The footer on the Y Combinator website reads, in bold: “Make something people want”. This would not surprise anyone that has read Paul Graham, or followed YC folklore. But isn’t it obvious, and therefore adds no value? Why would a product exist, if it is not something that people want? Is it merely an uncontroversial motivational phrase that is easy to remember? I think there’s more to it.
I just finished reading Ha-Joon Chang’s 23 Things They Don’t Tell You About Capitalism, which might just be my favourite economics book. Chang has put together a list of 23 “things”, which confront generally accepted statements in neo-liberal (dominant) economic thinking. Thing #2 confronts the dictum that companies should maximize shareholder value.

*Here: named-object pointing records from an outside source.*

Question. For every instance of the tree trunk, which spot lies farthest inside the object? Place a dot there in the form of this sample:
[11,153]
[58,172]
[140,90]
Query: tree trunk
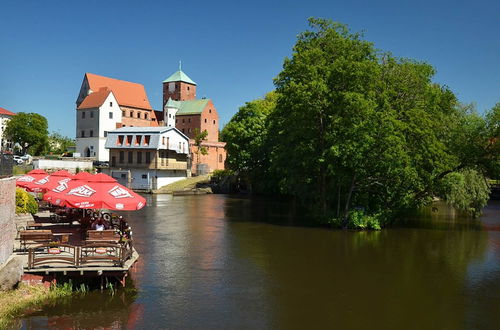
[348,201]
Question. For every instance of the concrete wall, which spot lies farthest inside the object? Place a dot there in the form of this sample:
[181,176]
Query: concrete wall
[7,217]
[69,164]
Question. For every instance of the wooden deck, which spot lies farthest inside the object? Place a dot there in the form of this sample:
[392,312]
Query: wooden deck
[72,254]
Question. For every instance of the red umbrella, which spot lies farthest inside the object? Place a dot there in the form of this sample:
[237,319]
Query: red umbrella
[30,177]
[49,181]
[83,176]
[100,192]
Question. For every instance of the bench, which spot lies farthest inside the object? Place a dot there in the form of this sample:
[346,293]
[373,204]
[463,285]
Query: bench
[102,236]
[29,237]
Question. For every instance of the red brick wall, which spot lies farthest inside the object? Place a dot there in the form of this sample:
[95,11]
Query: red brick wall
[215,158]
[210,122]
[187,124]
[183,91]
[7,217]
[128,120]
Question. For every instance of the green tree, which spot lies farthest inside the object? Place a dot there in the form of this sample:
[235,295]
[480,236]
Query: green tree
[30,130]
[246,137]
[58,143]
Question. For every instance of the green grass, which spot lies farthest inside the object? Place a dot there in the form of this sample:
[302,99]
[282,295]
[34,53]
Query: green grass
[14,303]
[185,184]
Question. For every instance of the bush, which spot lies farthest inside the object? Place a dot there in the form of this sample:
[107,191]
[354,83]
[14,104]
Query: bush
[359,220]
[25,203]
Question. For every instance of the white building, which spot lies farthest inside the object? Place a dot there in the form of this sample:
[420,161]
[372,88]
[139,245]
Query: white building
[104,104]
[146,158]
[5,116]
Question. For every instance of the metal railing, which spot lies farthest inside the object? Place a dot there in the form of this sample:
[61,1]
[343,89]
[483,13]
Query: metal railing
[65,255]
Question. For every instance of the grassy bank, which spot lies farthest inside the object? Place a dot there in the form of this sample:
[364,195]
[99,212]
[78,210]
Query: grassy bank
[15,302]
[188,183]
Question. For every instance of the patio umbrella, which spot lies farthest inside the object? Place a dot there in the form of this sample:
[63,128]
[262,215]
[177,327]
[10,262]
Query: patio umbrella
[49,181]
[30,177]
[99,192]
[83,176]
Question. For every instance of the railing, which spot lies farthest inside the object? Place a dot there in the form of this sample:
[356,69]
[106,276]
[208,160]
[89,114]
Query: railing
[92,254]
[6,165]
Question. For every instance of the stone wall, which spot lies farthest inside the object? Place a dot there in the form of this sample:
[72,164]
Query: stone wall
[7,217]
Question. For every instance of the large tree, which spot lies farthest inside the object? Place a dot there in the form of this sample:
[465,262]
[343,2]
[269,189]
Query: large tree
[30,130]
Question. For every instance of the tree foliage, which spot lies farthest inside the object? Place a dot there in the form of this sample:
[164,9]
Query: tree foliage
[353,127]
[30,130]
[25,203]
[58,143]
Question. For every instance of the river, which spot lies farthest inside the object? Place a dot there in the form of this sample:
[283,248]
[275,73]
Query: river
[224,262]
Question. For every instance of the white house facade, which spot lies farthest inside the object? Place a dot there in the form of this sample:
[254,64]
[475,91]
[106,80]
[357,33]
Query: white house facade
[146,158]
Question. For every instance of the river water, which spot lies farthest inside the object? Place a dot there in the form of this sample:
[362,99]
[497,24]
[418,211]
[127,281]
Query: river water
[223,262]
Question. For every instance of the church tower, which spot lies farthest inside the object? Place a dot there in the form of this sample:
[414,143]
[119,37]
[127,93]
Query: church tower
[178,87]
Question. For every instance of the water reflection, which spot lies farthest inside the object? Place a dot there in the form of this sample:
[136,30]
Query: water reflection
[226,262]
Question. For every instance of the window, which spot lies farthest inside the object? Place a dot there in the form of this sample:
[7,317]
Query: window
[138,139]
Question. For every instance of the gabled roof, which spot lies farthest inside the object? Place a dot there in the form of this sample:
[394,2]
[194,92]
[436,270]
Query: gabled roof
[126,93]
[179,76]
[6,112]
[191,107]
[96,99]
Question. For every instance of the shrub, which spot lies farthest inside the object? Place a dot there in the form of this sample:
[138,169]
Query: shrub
[25,203]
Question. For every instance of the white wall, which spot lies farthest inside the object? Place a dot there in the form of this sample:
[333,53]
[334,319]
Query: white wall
[67,164]
[174,138]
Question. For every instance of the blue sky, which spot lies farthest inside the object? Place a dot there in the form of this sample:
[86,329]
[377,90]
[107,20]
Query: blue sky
[232,50]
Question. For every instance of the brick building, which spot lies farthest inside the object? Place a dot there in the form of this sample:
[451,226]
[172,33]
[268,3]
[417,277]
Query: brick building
[181,109]
[105,104]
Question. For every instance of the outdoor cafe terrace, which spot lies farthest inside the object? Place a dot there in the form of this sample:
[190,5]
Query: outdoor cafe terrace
[77,233]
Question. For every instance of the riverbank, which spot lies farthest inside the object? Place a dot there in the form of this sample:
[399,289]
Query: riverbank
[14,303]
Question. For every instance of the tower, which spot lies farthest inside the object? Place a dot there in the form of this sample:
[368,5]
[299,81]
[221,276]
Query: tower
[179,87]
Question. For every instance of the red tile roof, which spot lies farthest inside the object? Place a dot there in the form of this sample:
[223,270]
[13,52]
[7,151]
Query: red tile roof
[126,93]
[6,112]
[95,100]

Chang’s argument is that maximizing shareholder value comes at the cost of other stakeholders of the company: its customers, suppliers and employees. One example of how this manifests is that companies invest profits into dividends and not R&D. They prioritize short-term shareholder benefit over long-term investments. To make it worse, shareholders are the most mobile stakeholders. Shareholders of listed companies can buy or sell their ownership instantly, whereas the switching cost for other stakeholders are much higher. With more sophisticated financialization of US equity markets, maximizing shareholder value has become more common in the US, as companies compete for mobile capital.
Mature companies that maximize shareholder value create an opening for newer companies: maximize customer value – or make something people want. For a Hertz that uses its profits to buy-back shares, there is an Uber to make something people want. This is the opening that YC wants its companies to focus on.
Each of Chang’s 23 things are worth reading, and re-reading. What Chang gets right is realism. I don’t mean realism as in human decisions are not necessarily rational (and therefore you have behavioral economics). What Chang gets right is that free markets don’t exist and the state will influence economics. All markets around us are regulated and the boundaries of regulation are defined by politics. Economics without politics is useless.